Studios are then left to their own strategies for deciding whether to make (or fix) a given movie, when to release it, and how much to promote it.

To continue the car analogy, a Volkswagen with a great driver (a big star like Tom Cruise) might do better than without one, but it will still be a Volkswagen. Conversely, a Ferrari is always a Ferrari. No matter what actors star in a film like "Star Wars," "Home Alone," "Twister," or "Independence Day," the horsepower of script and special effects will still carry the day.

Lanier argues that unlike other systems, his works consistently because it removes subjectivity and taste from the mix of factors that producers and directors are trying to combine. Though each individual's taste is different, a population the size of the US and Canada (considered "domestic release" - about 300 million) is fairly predictable.

"If entertainment value were entirely subjective," he says, "then with a population of 300 million, everyone's subjective opinion would cancel out everyone else's and all films would make roughly the same amount of money. That does not happen. We know that. Something else is going on."

But Lanier's attempt to define that "something else" in numerical terms has its critics.

"If he could do what he says he can do, he could sit back and write his own price tag every weekend of the year," says John Krier, director of Exhibitor Relations, one of Hollywood's key box-office tracking firms. "Guys like this have popped up since the beginning of computers but always disappear. No one has been able to sustain any credibility over time."

Douglas Gomery, a professor of the economics of cinema at University of Maryland, has examined Lanier's 1993 public demonstration results and says: "He does a nice job with the wrong question."

Lanier's accuracy in predictions, he says, is merely the result of sorting movies into broad categories.

"To tell me a film has a 74 percent chance of making over $20 million doesn't tell me much if I want to know if it's going to make $100 million," says Professor Gomery. "His method might be useful for a Wall Street analyst over the long term, but not for Hollywood in the short term."

Since the release of his public demonstration results, Lanier has taken his idea to several studios, where he has met with a resistance that ranges from mild wariness to rigid disbelief.

Of those contacted by the Monitor, three aren't commenting, and some admit his mathematical model is too confusing for them to feel comfortable investing money in it. Others in the production/distribution end of films are quick with an easy barb.

"Get me his name and telephone, and I will get him a job for $90 million a year," says Jerry Pursell, former distributor of motion pictures for Crest films.

The money pit

While many industry insiders dismiss Lanier's claim to pick the winners and losers, some say privately that his methodology is accurate in one respect. It reveals an increasing audience dissatisfaction with the quality of movies, even as the cost of those films has reached historic heights.
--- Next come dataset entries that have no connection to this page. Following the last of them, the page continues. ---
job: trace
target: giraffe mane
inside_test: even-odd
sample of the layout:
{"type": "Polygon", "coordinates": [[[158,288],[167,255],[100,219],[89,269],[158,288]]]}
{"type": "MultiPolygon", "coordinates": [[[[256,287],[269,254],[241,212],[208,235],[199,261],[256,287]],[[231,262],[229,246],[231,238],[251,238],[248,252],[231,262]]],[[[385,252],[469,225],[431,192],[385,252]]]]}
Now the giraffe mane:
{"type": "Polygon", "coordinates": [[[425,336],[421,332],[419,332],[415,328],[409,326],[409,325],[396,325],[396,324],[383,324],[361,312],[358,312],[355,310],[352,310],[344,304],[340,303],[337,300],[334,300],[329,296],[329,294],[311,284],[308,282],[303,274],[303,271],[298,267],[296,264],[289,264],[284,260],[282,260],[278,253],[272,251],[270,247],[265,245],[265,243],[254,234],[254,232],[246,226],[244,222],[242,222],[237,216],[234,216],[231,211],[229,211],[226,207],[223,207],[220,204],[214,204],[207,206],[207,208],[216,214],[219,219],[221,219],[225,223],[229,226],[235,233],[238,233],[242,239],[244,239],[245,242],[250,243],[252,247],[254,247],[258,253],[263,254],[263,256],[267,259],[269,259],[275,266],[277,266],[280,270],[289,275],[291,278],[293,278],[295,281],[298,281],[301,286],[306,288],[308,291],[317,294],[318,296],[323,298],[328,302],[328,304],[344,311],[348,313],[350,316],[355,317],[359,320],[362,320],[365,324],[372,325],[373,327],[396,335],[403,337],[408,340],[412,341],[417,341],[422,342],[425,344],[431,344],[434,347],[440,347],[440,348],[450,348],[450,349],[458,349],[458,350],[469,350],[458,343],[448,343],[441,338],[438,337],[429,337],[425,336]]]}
The number of wide-release films continues to rise, he says, up this year from 143 to 160, and the costs of producing and marketing them have risen 15 to 20 percent. But the quality of these films hasn't kept pace, Lanier says.

"We have seen a steady deterioration in the entertainment content of film over the past 50 years," Lanier says. "If nothing changes in the way studios make and market their films, we will shortly see many of them drowning in red ink."

Lanier says his method could at least help change that. "For years, Hollywood has had to operate on the premise that 'nobody knows anything' about what a movie will do. That is no longer true and simply not good enough anymore."